Consequently, NVIDIA engineers developed a technique allowing mixed-precision training to be performed in FP32 for a small number of operations while most of the network runs in FP16.
A thorough explanation of the mixed-precision theory can be found here. Three stages are required to implement mixed-precision training:
- Convert the model to utilize the float16 data type wherever feasible.
- Keeping float32 master weights to accumulate weight updates every iteration.
- The use of loss scaling to preserve tiny gradient values.
Mixed-Precision in PyTorch
For mixed-precision training, PyTorch offers a wealth of features already built-in.

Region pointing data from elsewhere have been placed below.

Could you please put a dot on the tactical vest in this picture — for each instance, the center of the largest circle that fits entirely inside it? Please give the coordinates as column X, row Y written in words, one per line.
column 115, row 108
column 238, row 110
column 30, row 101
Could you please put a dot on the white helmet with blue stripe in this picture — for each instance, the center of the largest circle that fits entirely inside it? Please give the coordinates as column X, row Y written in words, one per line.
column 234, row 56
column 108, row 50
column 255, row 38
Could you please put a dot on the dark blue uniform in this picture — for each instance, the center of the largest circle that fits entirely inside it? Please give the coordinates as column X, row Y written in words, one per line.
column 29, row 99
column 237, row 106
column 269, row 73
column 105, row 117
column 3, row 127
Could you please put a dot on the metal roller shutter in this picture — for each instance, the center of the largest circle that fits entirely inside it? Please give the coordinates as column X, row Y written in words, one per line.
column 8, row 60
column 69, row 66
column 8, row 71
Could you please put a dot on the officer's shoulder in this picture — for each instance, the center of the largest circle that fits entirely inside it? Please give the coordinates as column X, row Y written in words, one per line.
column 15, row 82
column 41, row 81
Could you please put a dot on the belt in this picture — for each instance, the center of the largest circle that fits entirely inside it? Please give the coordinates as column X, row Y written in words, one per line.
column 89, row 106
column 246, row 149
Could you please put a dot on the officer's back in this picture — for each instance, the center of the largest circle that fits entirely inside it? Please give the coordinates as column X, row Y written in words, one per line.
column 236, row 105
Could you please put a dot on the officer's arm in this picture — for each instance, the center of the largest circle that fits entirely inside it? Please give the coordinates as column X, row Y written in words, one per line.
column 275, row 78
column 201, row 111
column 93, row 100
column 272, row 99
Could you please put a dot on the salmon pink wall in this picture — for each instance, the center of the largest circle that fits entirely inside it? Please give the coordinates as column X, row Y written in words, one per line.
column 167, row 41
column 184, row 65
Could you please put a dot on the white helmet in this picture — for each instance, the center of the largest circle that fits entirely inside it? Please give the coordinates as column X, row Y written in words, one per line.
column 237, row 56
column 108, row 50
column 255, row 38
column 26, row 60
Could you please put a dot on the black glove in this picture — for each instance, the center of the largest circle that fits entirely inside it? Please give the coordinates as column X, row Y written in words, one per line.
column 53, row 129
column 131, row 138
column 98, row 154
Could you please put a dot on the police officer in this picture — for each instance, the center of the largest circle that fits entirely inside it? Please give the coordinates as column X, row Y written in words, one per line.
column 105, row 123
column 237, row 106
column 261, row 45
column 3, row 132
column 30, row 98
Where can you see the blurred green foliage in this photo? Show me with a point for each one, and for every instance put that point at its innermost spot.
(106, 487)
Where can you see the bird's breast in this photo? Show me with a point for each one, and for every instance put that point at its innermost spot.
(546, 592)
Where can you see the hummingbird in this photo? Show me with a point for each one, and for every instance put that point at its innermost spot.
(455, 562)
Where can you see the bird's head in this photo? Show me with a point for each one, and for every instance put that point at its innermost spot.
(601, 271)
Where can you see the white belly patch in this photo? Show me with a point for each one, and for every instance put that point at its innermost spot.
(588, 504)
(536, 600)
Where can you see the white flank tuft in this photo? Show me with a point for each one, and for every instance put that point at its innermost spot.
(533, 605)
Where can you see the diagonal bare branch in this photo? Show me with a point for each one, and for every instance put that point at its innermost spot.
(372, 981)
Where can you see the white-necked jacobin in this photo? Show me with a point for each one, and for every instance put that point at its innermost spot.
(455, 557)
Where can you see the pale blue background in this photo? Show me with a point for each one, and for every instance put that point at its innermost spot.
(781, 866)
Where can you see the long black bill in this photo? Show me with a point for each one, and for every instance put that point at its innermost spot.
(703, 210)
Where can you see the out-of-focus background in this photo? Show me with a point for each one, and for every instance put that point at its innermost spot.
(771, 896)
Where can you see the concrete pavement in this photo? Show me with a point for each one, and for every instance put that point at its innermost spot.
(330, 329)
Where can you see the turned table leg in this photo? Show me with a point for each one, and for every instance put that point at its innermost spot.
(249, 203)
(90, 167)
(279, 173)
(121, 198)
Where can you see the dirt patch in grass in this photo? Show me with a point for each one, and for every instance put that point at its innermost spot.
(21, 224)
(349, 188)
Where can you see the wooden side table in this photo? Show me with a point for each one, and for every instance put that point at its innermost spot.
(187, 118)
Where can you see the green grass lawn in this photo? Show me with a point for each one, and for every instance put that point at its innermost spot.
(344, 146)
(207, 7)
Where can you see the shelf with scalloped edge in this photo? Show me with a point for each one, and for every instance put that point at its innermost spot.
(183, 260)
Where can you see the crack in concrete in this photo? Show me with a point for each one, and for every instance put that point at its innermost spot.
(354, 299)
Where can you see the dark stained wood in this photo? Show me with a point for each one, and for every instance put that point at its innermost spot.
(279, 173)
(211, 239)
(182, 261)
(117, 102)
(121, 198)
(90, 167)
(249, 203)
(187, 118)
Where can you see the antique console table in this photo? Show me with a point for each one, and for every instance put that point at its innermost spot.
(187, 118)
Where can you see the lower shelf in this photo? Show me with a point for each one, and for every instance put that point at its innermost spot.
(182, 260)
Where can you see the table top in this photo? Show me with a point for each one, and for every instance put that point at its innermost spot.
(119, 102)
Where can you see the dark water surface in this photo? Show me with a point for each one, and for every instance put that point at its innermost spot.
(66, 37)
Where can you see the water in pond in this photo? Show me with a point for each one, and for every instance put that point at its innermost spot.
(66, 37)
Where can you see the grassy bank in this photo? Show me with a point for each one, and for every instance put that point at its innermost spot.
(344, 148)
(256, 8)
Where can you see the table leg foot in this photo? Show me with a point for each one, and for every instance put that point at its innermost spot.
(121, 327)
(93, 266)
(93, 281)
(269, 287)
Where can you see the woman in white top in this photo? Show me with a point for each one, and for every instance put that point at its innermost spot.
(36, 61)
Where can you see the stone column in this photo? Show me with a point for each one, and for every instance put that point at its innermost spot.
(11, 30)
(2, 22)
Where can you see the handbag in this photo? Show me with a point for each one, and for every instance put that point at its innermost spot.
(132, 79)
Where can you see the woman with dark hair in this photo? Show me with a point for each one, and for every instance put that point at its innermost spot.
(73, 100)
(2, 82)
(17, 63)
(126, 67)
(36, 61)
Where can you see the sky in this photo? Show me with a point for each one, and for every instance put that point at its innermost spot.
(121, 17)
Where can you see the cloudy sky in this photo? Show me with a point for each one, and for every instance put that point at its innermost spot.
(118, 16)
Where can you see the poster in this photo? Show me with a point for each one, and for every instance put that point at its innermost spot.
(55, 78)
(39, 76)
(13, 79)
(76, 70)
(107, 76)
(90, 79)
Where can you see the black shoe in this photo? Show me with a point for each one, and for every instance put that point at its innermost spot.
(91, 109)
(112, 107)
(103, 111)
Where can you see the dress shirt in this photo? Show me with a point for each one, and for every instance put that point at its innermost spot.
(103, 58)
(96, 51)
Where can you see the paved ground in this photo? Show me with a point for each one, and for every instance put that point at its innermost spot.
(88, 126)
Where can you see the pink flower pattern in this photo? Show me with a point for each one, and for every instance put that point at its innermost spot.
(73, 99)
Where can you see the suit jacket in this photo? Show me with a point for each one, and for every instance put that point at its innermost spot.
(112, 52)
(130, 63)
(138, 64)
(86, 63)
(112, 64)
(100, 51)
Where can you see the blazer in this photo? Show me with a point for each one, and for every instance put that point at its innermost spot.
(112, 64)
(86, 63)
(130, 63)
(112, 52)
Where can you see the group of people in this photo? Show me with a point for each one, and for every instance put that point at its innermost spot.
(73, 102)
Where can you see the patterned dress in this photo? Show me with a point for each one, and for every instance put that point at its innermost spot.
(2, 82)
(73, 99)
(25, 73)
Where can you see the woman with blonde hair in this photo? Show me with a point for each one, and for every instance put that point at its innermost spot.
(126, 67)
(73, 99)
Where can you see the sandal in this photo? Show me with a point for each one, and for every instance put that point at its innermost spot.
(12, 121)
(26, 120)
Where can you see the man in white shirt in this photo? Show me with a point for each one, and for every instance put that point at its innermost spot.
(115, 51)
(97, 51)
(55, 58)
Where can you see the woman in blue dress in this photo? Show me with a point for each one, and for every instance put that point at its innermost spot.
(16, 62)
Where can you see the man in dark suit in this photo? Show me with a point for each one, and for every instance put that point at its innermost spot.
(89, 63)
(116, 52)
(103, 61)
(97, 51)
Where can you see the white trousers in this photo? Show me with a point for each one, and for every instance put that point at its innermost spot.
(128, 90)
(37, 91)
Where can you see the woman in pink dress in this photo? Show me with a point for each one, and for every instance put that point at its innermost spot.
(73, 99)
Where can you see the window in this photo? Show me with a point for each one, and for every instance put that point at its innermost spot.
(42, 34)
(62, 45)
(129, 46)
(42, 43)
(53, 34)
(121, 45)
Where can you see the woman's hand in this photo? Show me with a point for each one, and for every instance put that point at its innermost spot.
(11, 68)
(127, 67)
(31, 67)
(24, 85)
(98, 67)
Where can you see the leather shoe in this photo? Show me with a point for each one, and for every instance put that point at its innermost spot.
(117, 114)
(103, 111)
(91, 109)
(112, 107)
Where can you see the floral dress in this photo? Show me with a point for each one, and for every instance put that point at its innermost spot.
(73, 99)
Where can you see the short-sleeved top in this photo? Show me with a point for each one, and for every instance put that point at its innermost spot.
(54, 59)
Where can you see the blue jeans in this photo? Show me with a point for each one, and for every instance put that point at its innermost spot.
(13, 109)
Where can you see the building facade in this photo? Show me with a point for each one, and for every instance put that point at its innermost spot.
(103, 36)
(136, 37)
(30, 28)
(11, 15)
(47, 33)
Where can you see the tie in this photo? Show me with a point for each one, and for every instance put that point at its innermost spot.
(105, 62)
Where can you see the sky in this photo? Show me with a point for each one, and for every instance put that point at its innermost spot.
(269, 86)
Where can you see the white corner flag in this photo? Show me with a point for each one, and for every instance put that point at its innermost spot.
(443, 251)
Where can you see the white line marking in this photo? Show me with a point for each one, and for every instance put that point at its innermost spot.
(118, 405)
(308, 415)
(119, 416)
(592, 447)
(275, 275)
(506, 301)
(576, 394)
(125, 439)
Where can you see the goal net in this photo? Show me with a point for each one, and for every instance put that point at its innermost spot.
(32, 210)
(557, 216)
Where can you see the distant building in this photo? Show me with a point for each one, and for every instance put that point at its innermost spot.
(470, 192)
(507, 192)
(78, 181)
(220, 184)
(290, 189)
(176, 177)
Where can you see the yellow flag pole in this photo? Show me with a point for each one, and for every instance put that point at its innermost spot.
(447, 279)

A module's parameters are converted to FP16 when you call the
.half() method, and a tensor's data is converted to FP16 when you call
.half(). Fast FP16 arithmetic will be used to execute any operations on these modules or tensors. NVIDIA math libraries (cuBLAS and cuDNN) are well supported by PyTorch. Data from the FP16 pipeline is processed using Tensor Cores to conduct GEMMs and convolutions. To employ Tensor Cores in cuBLAS, the dimensions of a GEMM ([M, K] x [K, N] -> [M, N]) must be multiples of 8.
Apex's mixed-precision utilities are meant to increase training speed while keeping the accuracy and stability of single-precision training. Apex can perform operations in FP16 or FP32, automatically handle master parameter conversion, and automatically scale losses.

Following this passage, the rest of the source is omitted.